When he said that, all his friends surrounded me; and I just took a step back; and I lifted up my shirt; and I put it behind the handle [of the gun]; and I said, Listen, I got a gun on me. I’m not going to fight you.

And when I did that, his friend grabbed him. . . . [The victim’s friend, Trini,] said Listen, man, chill; and [the victim] told his friend F that; and he was like, What are you going to do with that? Huh? And he got real close – close to me like my chest, and I backed up, and I pulled out the gun; and I said, Listen, chill; and I put it to him; and I was like, Stop; and he was like, You ain’t going to do nothing; and he tried to rush forward; and he was bumping the gun; and that’s when I was just scared; and I took a step back; and I just squeezed the trigger; and I just fired.

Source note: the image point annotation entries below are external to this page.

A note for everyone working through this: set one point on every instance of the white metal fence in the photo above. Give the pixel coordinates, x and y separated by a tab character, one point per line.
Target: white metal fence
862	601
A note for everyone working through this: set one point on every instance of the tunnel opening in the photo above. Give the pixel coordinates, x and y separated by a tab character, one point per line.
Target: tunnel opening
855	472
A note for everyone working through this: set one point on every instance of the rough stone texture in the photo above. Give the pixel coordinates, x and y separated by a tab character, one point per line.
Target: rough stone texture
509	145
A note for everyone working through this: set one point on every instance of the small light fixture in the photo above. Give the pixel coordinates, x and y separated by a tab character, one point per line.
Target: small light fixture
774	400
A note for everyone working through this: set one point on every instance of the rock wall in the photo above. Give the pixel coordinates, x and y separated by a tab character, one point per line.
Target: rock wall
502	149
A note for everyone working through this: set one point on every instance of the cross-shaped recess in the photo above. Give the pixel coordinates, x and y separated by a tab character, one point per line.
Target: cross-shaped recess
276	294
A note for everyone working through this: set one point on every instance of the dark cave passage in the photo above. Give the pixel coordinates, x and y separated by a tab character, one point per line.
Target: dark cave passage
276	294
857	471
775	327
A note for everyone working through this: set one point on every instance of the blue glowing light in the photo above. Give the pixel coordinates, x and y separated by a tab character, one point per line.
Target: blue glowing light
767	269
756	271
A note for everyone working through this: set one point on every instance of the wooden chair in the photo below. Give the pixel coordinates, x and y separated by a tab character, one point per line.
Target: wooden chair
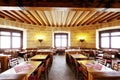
13	62
38	75
25	57
102	61
115	66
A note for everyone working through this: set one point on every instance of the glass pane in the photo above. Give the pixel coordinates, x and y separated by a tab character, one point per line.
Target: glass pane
15	42
5	42
64	43
105	34
115	33
115	42
16	34
58	42
57	36
64	36
5	33
105	42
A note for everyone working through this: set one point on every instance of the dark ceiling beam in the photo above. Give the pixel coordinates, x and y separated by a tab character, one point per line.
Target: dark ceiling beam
62	3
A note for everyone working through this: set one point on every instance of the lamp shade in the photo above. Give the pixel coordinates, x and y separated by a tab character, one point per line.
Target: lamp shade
40	40
82	40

He further testified that he was afraid of receiving a “pretty bad” gang beating as he had in the past. During an earlier incident, he had suffered a “busted face,” and a broken rib. However, he admitted that no one had touched him, that the victim did not have a weapon, that he was the only one involved who had a gun and that the victim had made no threats although stating that he wasn’t afraid of Barbosa or his gun. He also acknowledged that he told his friend Tom Kestler, who was present during the incident, “I probably shouldn’t have done that,” suggesting there was no reason to use a gun to defend himself.

Under these facts, we hold, therefore, that it was not “necessary” for Barbosa to use deadly force to avert the perceived impending “gang beating.” The fact that he was surrounded by Serna and his friends and that Serna “bumped into his gun,” stating he was not afraid, does not constitute an “overt act indicative of imminent danger.” See Vlastaris v. Commonwealth, 164 Va. 647, 651-52, 178 S.E. 775, 776-77 (1935) (holding that accused’s fear for his life was without foundation because victim made no overt act at the time of the shooting). Furthermore, we hold that the deadly force Barbosa used in the circumstances of this case was not reasonable and proportionate. See Hash, 88 Va. at 192, 13 S.E. at 405 (“The party making the defence may use no instrument and no power beyond what will simply prove effectual.”); Foote, 11 Va. App. at 16, 396 S.E.2d at 856 (holding that an accused may claim self-defense only if the force employed against his potential attacker was necessary to repel the assault). Accordingly, Barbosa did not present a sufficient evidentiary predicate for a self-defense instruction. See Foster, 13 Va. App. at 383, 412 S.E.2d at 200 (“[T]he amount of force used to defend oneself must not be excessive and must be reasonable in relation to the perceived threat.”).



[1]* Pursuant to Code ??17.1-413, this opinion is not designated for publication.